Sorry if this is rambling but this is an area that drives me crazy with a lot of these polls. These news organizations have interviewed thousands of people in the last fews months and they know extensively what the demographics of voters are in terms of where they are politically and the demographic balance within subgroup that is a better representation to weight to than just blindly weighting to the Census.

Posted by: Stephen Clermont | Sep 29, 2004 10:20:33 AM

Great work here. Thanks for such informative postings. A few more questions to address in terms of weightings:

What about people who work at night when pollsters call?

What about people who go to school at night?

What about people who work two jobs?

What about people who work late?

What about people who work swing shifts?

What about people who are traveling? How many Americans are on the road at any given time for work or family? Lots. Do they skew Democratic or Republican?

Also, the number of people who only have cell phones is one problem that could be bigger than statistics show. Why? Because many many people have both landline and cell phone, but rarely pick up the landline since only strangers end up calling them there. So you can't simply go by the published statistics on cell-only households. The problem is bigger than that.

Posted by: Simka | Sep 29, 2004 11:48:34 AM

If the sampling is truly random, I would expect some polls to show over-sampling of Democrats as often as over-sampling of Republicans. Yet, Gallup seems to consistently over-sample Republicans, assuming a major shift in Party ID has not occurred. Doesn't this raise a red flag? Or maybe the headline story is really "Pollsters conclude a major shift in party ID has occurred." Reasons why this might have occurred over the last four years would then need to be supplied.

Posted by: Karl Vischer | Sep 29, 2004 5:23:34 PM

I'm hoping you'll have time to write a little about *how*
weighting for demographics is done. Is there some sort
of model that's used that relates a number of different
demographic categories (sometime like Principal
Components Analysis), or is each category adjusted
independently? I wonder, for example, if it's possible
to make errors by dumb weighting of the data, such as
a sample that has too few men getting overly weighted to
be Republican if men are also more likely to be Republican.

This came to mind when I saw a post at Eschaton a short while
back, where he claimed that a poll (I can't remember which)
had also asked who the respondents had voted for in 2000,
and the results were something like Bush over Gore by
about 10 points.

Posted by: matt | Sep 29, 2004 6:20:23 PM

Matt - that isn't necessarily a sign of sample bias, in fact it's quite normal.

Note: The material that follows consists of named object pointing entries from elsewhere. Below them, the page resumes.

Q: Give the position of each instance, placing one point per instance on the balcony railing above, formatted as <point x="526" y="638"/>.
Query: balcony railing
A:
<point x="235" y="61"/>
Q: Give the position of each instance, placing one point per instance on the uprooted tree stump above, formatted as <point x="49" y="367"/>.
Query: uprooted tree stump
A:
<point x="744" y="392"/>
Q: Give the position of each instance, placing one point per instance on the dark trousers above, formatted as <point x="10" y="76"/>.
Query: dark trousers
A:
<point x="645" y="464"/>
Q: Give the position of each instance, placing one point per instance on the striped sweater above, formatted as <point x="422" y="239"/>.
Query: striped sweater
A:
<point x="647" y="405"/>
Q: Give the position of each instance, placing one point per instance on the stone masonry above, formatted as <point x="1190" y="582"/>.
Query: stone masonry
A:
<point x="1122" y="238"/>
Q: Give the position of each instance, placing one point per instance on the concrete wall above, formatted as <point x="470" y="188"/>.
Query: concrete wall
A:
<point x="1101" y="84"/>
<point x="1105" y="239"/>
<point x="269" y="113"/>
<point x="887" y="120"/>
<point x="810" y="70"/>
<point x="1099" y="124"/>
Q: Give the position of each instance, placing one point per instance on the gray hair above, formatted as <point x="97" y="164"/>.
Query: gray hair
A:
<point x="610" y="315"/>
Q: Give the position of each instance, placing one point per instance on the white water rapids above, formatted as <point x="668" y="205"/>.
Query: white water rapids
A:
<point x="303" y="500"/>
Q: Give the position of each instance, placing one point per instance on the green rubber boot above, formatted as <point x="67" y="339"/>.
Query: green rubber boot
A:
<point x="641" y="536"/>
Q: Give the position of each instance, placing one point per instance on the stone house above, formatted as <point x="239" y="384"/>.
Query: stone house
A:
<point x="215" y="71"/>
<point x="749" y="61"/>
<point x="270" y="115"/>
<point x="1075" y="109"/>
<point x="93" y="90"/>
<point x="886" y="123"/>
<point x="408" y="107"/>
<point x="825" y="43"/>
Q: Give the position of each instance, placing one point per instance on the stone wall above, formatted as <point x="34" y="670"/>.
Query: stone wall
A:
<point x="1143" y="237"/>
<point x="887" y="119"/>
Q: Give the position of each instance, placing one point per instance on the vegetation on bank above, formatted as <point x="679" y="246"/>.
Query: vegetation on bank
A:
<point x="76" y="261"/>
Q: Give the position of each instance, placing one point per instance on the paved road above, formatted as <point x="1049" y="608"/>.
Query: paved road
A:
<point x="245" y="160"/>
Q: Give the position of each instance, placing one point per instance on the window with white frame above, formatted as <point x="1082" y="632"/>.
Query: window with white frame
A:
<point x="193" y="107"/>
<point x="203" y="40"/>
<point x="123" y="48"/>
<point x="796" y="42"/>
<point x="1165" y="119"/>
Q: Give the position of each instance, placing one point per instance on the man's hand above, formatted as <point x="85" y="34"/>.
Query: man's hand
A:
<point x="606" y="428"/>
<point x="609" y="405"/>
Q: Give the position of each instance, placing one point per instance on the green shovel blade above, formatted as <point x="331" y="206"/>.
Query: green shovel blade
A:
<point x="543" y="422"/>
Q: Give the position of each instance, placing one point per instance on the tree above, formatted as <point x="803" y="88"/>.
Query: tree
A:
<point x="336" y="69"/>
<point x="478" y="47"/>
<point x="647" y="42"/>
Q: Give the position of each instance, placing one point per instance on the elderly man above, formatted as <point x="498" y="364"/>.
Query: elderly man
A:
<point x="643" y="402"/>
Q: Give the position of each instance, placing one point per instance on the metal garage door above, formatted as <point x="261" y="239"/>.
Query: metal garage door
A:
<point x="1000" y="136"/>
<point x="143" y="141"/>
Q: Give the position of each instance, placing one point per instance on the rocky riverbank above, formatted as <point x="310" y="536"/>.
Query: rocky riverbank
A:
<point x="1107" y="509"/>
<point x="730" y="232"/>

There has been a lot of study of it in the UK, where some pollsters weight by past vote to get a politically balanced sample rather than by party ID.

In short people aren't very good at recalling their past vote - people who didn't vote pretend they voted to look socially responsible, people tend to claim they voted for whoever won the last election, people tend to project how they would vote today onto how they voted at the last election and people tend to forget if they voted for a third party.

The result is that even a properly representative sample's recall of its past vote will not match the reality of the last election (Hence UK pollsters weight to an adjusted past vote, not what actually happened).

The phenomenon is certainly not confined to the UK: to give an extreme example - JFK got about 49% of the vote in 1960, but polls taken after his assassination apparantly found 66% of people were claiming to have voted for him.

Posted by: Anthony | Sep 30, 2004 6:59:12 AM

The comments to this entry are closed.